Thursday, July 14, 2011

Toxic Trails

HBO flyer

Residents of a once-isolated mountain community in Ringwood, NJ have a bone-chilling tale to tell the rest of America. And HBO is offering its cable television services to help convey this story via a new documentary called Mann v. Ford.

Highlighting the community’s fight against a plague of illness and deaths they worry were caused by toxic waste dumped in the forest and abandoned iron mines around their homes, the film “follows members of New Jersey’s Ramapough Mountain Indian tribe in their five-year search for justice through a mass action lawsuit against the Ford Motor Company,” HBO stated in a promotion for the recent New York premiere at the Time Warner Center Theater. The film airs on the cable channel on Monday at 9 p.m.

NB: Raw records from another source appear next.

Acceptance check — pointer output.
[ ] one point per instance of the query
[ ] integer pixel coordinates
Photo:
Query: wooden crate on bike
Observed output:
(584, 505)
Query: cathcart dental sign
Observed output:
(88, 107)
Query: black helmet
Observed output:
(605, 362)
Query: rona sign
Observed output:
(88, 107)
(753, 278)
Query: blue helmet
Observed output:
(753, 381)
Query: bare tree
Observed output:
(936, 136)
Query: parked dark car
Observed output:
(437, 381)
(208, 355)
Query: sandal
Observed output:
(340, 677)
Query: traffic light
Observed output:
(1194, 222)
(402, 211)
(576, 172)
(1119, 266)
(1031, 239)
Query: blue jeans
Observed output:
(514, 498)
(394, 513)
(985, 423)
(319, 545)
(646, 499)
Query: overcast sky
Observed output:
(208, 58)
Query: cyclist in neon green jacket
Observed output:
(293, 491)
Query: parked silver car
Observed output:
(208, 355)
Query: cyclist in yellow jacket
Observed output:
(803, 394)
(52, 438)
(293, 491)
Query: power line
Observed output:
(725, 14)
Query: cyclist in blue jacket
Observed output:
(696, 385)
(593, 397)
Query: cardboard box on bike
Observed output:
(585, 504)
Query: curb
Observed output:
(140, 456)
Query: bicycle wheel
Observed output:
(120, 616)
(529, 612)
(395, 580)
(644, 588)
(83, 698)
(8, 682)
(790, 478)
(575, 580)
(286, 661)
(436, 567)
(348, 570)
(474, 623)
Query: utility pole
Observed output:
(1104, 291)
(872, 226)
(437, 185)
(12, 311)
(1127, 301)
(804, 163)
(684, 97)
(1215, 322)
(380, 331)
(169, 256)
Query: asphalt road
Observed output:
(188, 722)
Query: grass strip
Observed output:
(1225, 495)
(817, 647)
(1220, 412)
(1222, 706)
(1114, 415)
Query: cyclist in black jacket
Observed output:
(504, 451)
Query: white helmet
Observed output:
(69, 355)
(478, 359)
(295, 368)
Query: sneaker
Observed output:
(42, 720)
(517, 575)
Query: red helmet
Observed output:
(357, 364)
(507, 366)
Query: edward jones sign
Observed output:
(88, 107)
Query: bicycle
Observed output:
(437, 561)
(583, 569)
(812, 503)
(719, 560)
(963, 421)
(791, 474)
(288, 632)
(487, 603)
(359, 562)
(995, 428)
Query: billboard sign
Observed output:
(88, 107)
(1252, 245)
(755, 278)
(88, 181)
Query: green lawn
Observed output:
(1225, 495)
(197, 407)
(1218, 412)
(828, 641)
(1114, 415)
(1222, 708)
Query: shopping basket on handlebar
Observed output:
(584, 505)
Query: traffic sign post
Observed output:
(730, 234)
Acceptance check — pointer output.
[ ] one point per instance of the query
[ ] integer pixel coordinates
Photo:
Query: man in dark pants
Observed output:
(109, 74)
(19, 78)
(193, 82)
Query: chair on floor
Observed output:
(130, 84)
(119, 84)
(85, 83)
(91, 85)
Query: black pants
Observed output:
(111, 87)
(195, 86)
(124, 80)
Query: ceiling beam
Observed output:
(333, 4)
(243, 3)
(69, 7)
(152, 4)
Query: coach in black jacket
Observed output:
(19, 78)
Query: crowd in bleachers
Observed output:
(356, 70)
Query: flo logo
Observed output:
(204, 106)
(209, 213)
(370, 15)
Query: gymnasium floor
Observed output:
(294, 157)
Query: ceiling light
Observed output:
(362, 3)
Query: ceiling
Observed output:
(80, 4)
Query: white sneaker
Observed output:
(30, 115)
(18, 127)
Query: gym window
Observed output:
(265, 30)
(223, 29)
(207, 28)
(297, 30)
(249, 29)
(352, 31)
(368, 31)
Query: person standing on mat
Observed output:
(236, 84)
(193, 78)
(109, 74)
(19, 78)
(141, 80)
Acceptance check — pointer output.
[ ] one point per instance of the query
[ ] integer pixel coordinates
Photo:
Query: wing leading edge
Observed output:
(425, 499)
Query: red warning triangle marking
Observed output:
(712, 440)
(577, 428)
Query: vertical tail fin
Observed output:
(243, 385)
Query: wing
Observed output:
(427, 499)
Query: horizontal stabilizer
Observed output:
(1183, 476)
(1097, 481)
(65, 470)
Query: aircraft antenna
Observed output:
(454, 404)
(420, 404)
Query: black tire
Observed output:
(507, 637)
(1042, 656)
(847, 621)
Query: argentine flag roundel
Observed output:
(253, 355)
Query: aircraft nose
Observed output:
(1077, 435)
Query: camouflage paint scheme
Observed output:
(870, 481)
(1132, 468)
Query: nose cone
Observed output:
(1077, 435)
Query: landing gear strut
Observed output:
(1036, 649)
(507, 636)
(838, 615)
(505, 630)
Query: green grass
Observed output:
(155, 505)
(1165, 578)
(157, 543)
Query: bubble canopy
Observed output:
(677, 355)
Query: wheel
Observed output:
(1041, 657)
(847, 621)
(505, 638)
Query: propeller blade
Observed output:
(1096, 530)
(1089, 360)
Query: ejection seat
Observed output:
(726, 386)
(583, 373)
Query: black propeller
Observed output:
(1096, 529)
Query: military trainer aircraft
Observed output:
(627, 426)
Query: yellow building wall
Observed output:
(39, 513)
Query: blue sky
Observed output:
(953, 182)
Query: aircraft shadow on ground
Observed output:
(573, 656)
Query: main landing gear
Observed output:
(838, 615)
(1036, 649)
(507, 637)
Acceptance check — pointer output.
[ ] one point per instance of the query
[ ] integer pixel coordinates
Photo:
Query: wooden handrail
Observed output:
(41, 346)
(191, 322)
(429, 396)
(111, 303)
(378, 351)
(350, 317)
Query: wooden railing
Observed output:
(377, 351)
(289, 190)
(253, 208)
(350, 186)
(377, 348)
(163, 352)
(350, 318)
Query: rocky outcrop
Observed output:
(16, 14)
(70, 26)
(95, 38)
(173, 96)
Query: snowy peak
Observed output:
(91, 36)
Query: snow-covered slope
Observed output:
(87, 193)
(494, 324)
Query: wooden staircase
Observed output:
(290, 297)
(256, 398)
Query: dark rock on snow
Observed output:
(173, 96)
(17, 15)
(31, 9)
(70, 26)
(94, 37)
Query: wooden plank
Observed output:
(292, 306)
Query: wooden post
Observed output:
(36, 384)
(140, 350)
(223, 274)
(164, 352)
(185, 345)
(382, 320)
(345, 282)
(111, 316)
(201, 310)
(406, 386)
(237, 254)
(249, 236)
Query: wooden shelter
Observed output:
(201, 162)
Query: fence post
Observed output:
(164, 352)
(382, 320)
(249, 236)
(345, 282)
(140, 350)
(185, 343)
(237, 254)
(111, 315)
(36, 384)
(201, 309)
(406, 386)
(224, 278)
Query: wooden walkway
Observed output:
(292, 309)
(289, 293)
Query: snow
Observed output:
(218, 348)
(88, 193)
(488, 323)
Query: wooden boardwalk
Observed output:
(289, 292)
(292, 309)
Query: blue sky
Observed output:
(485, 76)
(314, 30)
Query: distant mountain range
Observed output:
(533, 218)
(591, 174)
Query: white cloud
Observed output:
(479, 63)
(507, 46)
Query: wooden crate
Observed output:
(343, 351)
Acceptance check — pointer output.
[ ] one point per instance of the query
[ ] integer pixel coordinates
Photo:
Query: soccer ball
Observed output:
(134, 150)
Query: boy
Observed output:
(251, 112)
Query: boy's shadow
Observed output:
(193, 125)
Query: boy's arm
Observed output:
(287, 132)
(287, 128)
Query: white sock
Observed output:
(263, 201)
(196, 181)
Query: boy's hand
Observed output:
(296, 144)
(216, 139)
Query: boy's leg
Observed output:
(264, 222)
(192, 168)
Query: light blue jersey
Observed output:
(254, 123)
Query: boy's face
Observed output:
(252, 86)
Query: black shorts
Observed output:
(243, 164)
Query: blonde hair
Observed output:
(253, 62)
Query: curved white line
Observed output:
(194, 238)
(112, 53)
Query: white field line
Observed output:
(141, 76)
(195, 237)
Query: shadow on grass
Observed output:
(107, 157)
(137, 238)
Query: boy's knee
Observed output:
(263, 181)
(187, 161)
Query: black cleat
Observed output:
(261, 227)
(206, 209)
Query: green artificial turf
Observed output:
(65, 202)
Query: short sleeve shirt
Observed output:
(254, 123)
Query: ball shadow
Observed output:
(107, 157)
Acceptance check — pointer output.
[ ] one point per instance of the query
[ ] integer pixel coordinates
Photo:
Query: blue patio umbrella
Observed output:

During a discussion with the audience after the New York showing, Ringwood resident Roger DeGroat politely but firmly countered disparaging remarks about his Native American community that were cited in the film, such as in Ford internal documents about backwoods residents who lived adjacent to the company’s hazardous waste dumps in mine shafts and woodlands where local families hunted for deer and other wildlife: “I wonder what nationality has to do with dumping paint on people," said DeGroat, stirring an outpouring of applause. "I’d like to live to see the day they clean it up, all of it.”

Filmmakers Maro Chermayeff and Micah Fink display an array of stunning scenery and harrowing scenes to bring viewers inside a close knit hamlet on a forested mountain ridge above the shimmering Wanaque Reservoir, New Jersey’s largest water supply source, and next to bucolic Ringwood State Park, where cancer, diabetes or other severe illnesses have stalked nearly every home. The residents’ ordeal started, they recall, when Ford bought the mining works around their homes where generations of family members were miners. From 1967 into the early 1970s, Ford contractors dumped thousands of tons of lead-based paint sludge mixed with benzene and other chemicals, as well as car parts from Ford’s massive assembly plant in neighboring Mahwah.

Others who think industrial waste doesn’t affect them should reconsider, film producer James Redford told an audience at a preview showing this week at Ramapo College, a mile downstream from the former Ford manufacturing plant in Mahwah. “To assume you are living in a safe environment may be a dangerous assumption,” he said. That’s a major message of this film, said Redford, son of movie star Robert Redford.

“I know what it means to not feel well,” said Redford, noting that he has had two liver transplants. “But I wasn’t lying in bed knowing I was there because of negligence from other people. To me,” he said of his interest in making this film,” the core issue is health, that people’s health could be compromised.”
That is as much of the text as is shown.